Jesus-Ramos-Rodriguez
In Mexico, veteran radio host Jesús Eugenio Ramos Rodríguez was recently shot and killed, making him the second Mexican journalist to be murdered this year.

No end is in sight for the carnage which has turned Mexico into a narco state where cartels make the law or lawlessness. Ordinary standards of government don’t apply. Americans and their media are now obsessed with the border wall and a caravan of immigrants trying to cross over. There’s little reporting or discussion of the violence that threatens lives, destroys jobs and motivates people south of the border to seek the safety of the U.S.

American reaction here in the U.S. is a combination of ignorance and indifference which is sustained by the media. A Mexican insulted in a local restaurant is likely to get more press attention than the thousands slaughtered across the border as the cartels compete for drug routes and kill anyone in the way. America first indeed. We are above all concerned with ourselves. our manners and musings, the privilege of the pampered.

Mexicans and Central Americans are denied these luxuries while struggling to stay alive and make a living. But the media focuses on the ephemeral. The wall or fence – it’s a matter of semantics – is something of an impediment but hardly an over all solution. The media fails to connect the dots, which is simple enough. Americans’ ever increasing demand for drugs is supplied by the cartels, which otherwise would not exist. Americans are thus financing the caravans now threatening their border.

Anyone who watches the popular TV programs showing “cops” at work knows that virtually every car that’s stopped has hard drugs inside.

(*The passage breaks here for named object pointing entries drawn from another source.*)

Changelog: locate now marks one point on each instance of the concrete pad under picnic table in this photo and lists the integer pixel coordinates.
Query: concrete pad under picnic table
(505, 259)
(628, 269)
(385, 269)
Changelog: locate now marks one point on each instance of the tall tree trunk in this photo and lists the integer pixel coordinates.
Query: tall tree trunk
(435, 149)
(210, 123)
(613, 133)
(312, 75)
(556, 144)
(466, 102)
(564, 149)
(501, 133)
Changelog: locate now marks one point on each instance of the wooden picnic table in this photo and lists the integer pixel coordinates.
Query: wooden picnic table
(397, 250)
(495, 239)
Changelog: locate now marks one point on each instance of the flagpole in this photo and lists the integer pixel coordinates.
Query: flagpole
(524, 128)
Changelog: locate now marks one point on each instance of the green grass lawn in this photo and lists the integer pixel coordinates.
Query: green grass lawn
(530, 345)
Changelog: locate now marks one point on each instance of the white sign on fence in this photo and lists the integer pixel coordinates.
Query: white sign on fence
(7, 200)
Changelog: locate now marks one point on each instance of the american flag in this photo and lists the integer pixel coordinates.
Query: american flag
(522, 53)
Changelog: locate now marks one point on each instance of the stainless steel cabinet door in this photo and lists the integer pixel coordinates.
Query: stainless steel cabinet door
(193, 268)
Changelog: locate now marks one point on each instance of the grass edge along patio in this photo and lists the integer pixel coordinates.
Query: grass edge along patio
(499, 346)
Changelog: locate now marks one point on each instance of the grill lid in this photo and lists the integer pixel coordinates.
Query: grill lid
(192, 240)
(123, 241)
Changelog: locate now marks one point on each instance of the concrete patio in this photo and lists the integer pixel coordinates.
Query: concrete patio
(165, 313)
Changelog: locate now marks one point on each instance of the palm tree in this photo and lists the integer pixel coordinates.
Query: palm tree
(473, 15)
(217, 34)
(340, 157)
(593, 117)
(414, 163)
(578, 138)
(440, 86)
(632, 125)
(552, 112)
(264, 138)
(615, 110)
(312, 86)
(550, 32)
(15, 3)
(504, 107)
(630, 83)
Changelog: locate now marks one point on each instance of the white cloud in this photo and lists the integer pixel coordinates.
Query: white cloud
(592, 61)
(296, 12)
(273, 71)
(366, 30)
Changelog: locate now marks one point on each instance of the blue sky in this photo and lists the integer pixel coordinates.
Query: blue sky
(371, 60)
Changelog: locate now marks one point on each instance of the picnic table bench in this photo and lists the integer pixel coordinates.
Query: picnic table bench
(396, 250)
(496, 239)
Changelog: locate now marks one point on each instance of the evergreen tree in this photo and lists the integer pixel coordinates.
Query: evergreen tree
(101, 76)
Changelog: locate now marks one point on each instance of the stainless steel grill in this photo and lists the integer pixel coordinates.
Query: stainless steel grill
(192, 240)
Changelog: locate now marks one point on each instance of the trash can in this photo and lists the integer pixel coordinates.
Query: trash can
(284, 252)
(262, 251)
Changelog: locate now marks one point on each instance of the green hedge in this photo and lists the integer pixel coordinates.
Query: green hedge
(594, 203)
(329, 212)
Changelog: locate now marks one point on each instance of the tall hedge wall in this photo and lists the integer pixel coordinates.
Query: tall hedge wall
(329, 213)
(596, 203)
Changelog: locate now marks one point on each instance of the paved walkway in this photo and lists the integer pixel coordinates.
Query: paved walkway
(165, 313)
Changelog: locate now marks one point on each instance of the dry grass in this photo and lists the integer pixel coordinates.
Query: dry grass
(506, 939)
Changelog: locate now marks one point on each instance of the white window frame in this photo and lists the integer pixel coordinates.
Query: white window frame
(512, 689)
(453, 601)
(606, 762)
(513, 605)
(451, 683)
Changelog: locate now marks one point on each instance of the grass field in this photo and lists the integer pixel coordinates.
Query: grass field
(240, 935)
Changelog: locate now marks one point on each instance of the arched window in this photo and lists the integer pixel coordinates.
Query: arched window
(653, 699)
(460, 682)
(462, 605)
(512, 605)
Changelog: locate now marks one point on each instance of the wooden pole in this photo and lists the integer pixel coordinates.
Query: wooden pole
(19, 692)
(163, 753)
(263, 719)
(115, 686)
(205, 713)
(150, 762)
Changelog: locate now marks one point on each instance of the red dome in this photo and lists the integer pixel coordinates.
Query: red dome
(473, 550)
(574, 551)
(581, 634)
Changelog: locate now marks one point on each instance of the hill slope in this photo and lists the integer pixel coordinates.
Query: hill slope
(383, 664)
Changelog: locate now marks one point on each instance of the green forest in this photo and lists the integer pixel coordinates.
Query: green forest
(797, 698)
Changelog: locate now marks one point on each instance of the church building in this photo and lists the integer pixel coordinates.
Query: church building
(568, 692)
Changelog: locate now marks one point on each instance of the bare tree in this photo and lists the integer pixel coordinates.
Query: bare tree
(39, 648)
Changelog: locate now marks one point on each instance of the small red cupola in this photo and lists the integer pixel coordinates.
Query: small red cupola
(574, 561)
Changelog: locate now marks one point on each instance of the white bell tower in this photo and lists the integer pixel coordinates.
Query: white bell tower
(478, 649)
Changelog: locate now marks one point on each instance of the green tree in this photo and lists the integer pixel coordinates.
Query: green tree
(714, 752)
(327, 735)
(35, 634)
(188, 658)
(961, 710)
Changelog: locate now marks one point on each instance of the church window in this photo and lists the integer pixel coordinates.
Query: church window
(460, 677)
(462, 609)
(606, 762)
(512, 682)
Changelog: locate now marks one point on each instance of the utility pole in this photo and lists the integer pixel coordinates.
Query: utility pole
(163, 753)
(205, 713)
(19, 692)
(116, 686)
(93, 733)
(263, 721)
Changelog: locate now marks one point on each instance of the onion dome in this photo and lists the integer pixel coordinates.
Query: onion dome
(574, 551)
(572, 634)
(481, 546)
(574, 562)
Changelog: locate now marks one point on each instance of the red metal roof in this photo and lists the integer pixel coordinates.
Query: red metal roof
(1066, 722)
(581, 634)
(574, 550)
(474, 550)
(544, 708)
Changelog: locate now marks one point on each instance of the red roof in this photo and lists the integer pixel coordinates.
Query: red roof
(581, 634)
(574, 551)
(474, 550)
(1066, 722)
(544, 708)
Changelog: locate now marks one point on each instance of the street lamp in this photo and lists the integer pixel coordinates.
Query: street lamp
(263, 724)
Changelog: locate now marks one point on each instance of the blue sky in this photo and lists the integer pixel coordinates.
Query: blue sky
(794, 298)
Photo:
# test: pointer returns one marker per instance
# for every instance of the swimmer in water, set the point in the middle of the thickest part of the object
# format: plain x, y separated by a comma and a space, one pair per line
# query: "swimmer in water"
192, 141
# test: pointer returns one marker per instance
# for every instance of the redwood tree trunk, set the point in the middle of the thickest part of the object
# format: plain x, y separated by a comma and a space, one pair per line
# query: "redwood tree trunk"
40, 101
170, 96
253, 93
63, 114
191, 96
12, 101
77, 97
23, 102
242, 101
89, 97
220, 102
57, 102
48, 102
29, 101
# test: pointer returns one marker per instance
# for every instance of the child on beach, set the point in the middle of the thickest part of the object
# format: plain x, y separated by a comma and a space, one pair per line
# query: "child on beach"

They are not about to vanish nor are the cartels. At least Americans could be apprised of where those drugs are coming from and what they are doing to other countries as well as our own.

2 thoughts on “The Shot That Explains the Caravan”

  1. Am reading your blog posts. Thank you for your thoughtful point of view, with which I mostly agree. We – Ann and I would enjoy another conversation with you in Miami or wherever we might meet again . Minnesota?

  2. I served under Edwin Warner, a fine editor, at Voice of America. For VOA’s flagship FOCUS program, he sent me to Tijuana and San Diego to cover drugs, border issues, and the unsolved assassination of Mexico presidential candidate Luis Donaldo Colosio. I interviewed many experts on drugs, including an incredibly well placed source inside the U.S. Attorney’s office. The “demand-side” of the drug trade, taking place in California homes and offices, was taken as a given in the office, but many of those arguing for stiffer sanctions on drug use by U.S. professionals saw their careers derailed. I never got to the bottom of the politics of that in California.